In contrast, girth size (mm) showed minimal variation and was not significantly associated with flower abortion, indicating its limited role in predicting damage severity under these conditions.
The identification of highly affected plots and vulnerable growth traits can inform future agronomic strategies. By targeting plots with high vegetative scores and weak structural integrity, intervention efforts can be better prioritized to mitigate crop loss. These findings underscore the importance of integrated plant monitoring post-hailstorm to balance structural resilience and reproductive performance.
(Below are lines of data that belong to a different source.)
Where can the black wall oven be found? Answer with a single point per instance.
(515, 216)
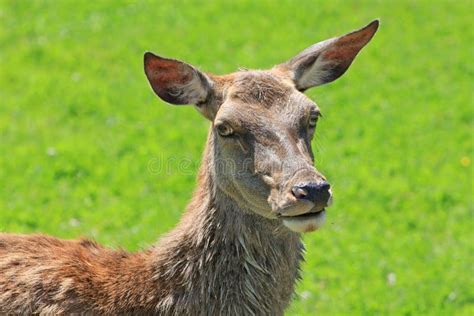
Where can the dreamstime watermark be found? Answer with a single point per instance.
(187, 166)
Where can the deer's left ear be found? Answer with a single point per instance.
(328, 60)
(176, 82)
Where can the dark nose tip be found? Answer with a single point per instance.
(314, 192)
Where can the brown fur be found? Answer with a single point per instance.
(237, 249)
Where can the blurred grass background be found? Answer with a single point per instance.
(80, 128)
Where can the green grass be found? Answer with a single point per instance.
(79, 127)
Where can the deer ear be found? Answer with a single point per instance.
(176, 82)
(328, 60)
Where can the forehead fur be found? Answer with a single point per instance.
(260, 87)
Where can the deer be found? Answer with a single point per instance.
(238, 247)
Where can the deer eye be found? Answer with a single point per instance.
(313, 119)
(224, 130)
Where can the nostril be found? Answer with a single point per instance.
(299, 192)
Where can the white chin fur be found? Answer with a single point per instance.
(305, 225)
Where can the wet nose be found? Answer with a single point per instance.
(317, 193)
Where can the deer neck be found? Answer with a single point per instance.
(220, 252)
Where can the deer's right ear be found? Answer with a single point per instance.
(176, 82)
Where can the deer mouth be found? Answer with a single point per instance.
(305, 223)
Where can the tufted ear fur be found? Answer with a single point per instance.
(176, 82)
(328, 60)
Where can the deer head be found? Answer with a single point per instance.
(263, 125)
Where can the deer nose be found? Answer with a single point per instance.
(317, 193)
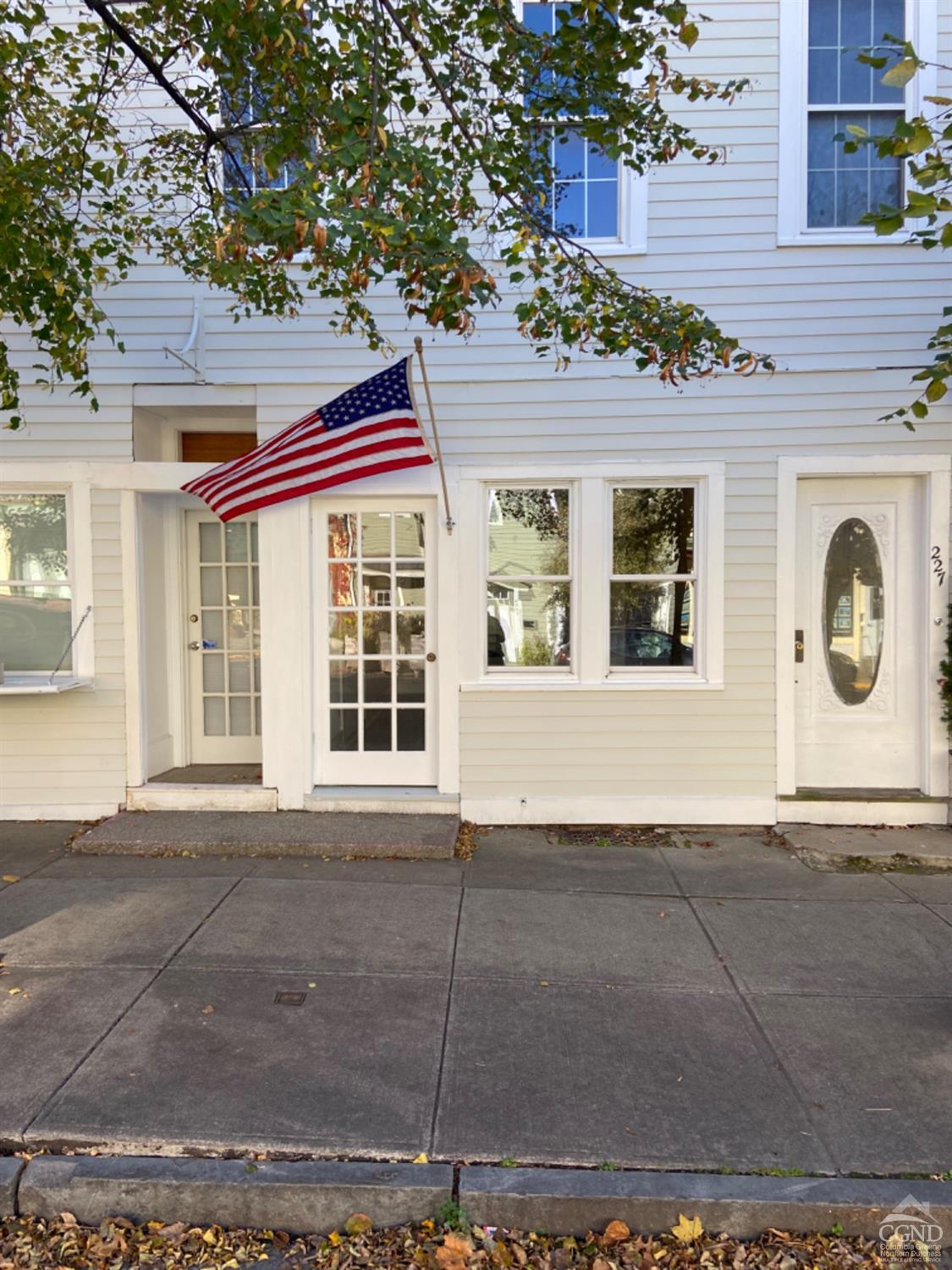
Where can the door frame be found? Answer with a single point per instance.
(319, 507)
(933, 472)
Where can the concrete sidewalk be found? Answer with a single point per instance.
(715, 1006)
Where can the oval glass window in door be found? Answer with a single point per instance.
(853, 611)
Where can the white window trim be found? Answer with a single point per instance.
(922, 27)
(79, 577)
(589, 530)
(632, 208)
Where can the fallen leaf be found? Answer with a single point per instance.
(616, 1232)
(454, 1254)
(687, 1231)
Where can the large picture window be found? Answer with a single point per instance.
(528, 578)
(36, 597)
(652, 579)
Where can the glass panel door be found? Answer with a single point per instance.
(376, 662)
(223, 640)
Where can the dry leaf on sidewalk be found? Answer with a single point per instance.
(454, 1254)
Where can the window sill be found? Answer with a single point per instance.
(647, 683)
(32, 685)
(850, 238)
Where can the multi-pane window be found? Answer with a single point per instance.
(842, 91)
(581, 200)
(244, 168)
(652, 578)
(528, 579)
(36, 599)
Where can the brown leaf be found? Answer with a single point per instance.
(454, 1254)
(616, 1232)
(358, 1223)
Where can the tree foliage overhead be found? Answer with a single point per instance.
(276, 147)
(924, 144)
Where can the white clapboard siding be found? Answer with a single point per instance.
(847, 325)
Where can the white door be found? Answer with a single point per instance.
(375, 642)
(858, 634)
(223, 635)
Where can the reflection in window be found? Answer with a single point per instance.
(843, 91)
(853, 611)
(652, 588)
(528, 588)
(36, 599)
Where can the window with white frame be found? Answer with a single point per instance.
(652, 578)
(36, 594)
(591, 197)
(243, 168)
(528, 578)
(825, 91)
(843, 91)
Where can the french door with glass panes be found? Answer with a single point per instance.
(375, 642)
(223, 634)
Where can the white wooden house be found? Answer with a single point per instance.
(779, 662)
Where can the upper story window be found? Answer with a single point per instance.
(244, 169)
(842, 188)
(825, 193)
(36, 596)
(592, 198)
(581, 200)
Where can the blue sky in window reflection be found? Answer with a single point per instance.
(842, 188)
(583, 198)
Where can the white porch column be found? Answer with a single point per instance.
(287, 650)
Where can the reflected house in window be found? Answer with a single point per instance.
(36, 597)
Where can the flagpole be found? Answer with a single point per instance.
(418, 345)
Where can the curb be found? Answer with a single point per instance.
(300, 1196)
(10, 1170)
(575, 1201)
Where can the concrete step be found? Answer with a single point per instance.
(273, 833)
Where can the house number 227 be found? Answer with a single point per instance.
(938, 568)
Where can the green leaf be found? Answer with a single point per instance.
(900, 74)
Prioritize Plots with High Bud Abortion for Intervention. Plots with >95% flower/bud abortion should be flagged for immediate suppor or recovery measures. Replanting, supplementary feeding, or stress recovery protocols.
Breeding Selection Toward Balanced Vigor. Since both VEGETATIVE and STEM scores were positively correlated with flower abortion. Develop or select genotypes with moderate vegetative traits and well-distributed structural strength, optimizing for both growth and floral retention.
Deploy Stress Monitoring Post-Hailstorm Use real-time monitoring of vegetative recovery and flower drop and field scoring sheets for STEM and VEGETATIVE to proactively estimate reproductive loss risk. This approach enables faster diagnosis and prioritization even before full data analysis is completed.